Uzunoluk’ta gezinirken, “Burası artık Türk memleketi değildir. Fransız müstemlekesinde peçe ile gezilmez!” diyerek, kadınların peçesine kirli ellerini uzatan Fransız ve Ermeni askerlerinin naralarını, bunları durdurmaya çalışan Şehit Çakmakçı Sait’i ve milletin namusuna uzanan serkeş elleri kıran, kurşunun ilk kıvılcımı Sütçü İmam’ı görmelisiniz…
Geceleri sokaklarda gezinirken Hırlakyan´ın işgalcilerin onuruna düzenlediği balodan gelen müzik seslerini, Fransız komutanın dansa davet ettiği Ermeni kızın: “Kalede Türk Bayrağı dalgalandığı sürece, sizinle dans edemem!” diyerek teklifini reddedişini ve kaledeki Türk Bayrağını indirilişini görmelisiniz…
Cuma namazında Rıdvan Hoca’nın “Kalesinde düşman bayrağı dalgalanan bir Millet, hürriyetini kaybetmiş sayılır. Hürriyet olmayan bir yerde de cuma namazı kılmak caiz değildir.” seslenişini duymalı, bunu duyan halkın kaleye yürüyüşünü, kaledeki Fransız bayrağını indirip al bayrağın göndere yükselişini görebilmelisiniz…
Ardından başlayan mücadelenin kargaşasını hissetmeli, silah seslerini, top patlamalarını işitmeli, Maraş’ın her yerinden; ilçesinden, köyünden, dağlarından, tepelerinden oluk oluk “diriliş” için şehadete koşan “çeteleri”i görmelisiniz…
Bir milletin topyekun 1071’den kendilerine emanet edilen vatanı, hilal ve yıldızı nasıl koruduklarını, canlarını hiçe sayarak nasıl gelecek nesillere bağımsız bir dünya bırakmak için şehadete koştuklarını ve nihayetinde Türk’ün diriliş tarihine yazılan silinmez destanını okumalısınız…
Kahramanmaraş kalesinin “İstiklal Kalesi” adının baki kalması için dalgalanan bayrağı görmeli, her bakışınızda kalenin burcundan Kahramanmaraş’ı izleyen yüzlerce şehit ecdat ile göz göze gelmelisiniz…
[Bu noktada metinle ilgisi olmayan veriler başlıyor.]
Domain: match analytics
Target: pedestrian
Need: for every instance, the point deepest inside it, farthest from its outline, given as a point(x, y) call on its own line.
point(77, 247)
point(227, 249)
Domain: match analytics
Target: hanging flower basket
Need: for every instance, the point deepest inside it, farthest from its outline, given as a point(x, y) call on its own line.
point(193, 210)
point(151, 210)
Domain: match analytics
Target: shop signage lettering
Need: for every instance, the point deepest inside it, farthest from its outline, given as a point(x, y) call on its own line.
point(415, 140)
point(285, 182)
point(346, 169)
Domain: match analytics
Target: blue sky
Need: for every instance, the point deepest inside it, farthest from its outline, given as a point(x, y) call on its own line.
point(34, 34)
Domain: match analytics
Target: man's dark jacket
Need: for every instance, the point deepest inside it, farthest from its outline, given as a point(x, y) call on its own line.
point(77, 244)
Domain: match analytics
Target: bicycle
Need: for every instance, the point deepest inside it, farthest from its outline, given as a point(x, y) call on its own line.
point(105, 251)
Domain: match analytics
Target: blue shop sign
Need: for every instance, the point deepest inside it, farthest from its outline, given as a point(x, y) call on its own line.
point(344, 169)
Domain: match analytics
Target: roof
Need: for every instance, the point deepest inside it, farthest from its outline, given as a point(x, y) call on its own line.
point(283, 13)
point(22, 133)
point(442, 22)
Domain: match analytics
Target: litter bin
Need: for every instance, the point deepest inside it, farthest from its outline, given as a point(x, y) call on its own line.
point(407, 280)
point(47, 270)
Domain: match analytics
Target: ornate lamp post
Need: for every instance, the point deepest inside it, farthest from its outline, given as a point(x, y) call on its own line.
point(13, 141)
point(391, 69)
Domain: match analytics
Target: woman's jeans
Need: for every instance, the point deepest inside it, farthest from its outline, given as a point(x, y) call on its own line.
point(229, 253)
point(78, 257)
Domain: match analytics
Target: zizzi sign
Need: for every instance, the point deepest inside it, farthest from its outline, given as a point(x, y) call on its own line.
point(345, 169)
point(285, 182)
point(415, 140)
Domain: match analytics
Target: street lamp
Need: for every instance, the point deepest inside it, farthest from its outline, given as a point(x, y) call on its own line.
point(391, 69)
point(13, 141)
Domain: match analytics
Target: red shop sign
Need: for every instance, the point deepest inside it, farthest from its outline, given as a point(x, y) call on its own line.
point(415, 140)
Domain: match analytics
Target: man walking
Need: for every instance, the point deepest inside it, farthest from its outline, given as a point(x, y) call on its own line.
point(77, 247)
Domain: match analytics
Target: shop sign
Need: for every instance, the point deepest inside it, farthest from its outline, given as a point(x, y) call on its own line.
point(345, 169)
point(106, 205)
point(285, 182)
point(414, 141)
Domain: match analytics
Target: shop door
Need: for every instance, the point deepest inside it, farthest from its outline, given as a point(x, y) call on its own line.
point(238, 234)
Maraşlı’nın bu unutulmaz mücadelesi, yerinden yurdundan kovulmuş mültecilere, bağımsızlıklarını kaybetmiş sürgün hayatı yaşatılan vatansızlara, bayrağı ayaklar altında ezilen yurtsuzlara, küresel sömürgeci güçlerin muhteris emellerle işgal ettiği ve onların taşeronları teröristlerin zulmü altında vatanlarını terk etmek zorunda kalanlara, lider bir mücadeledir.
İstiklal şehri Kahramanmaraş’ın diriliş için attığı ilk kurşunun ardından gelen şu nidayı bütün nesiller duymalı birliğin, beraberliğin, kardeşliğin, irade, erdem ve cesaret destanının besmelesini imanından çıkarmamalıdır:
”La galibe illallah!”
Daha Önce Tarihi Uzunoluk Dergisi, 12 Şubat 2019, Sayı: 31, Kahramanmaraş’da “İstiklal Kalesinden Bakan Gözler Başlığı ile yayınlandı.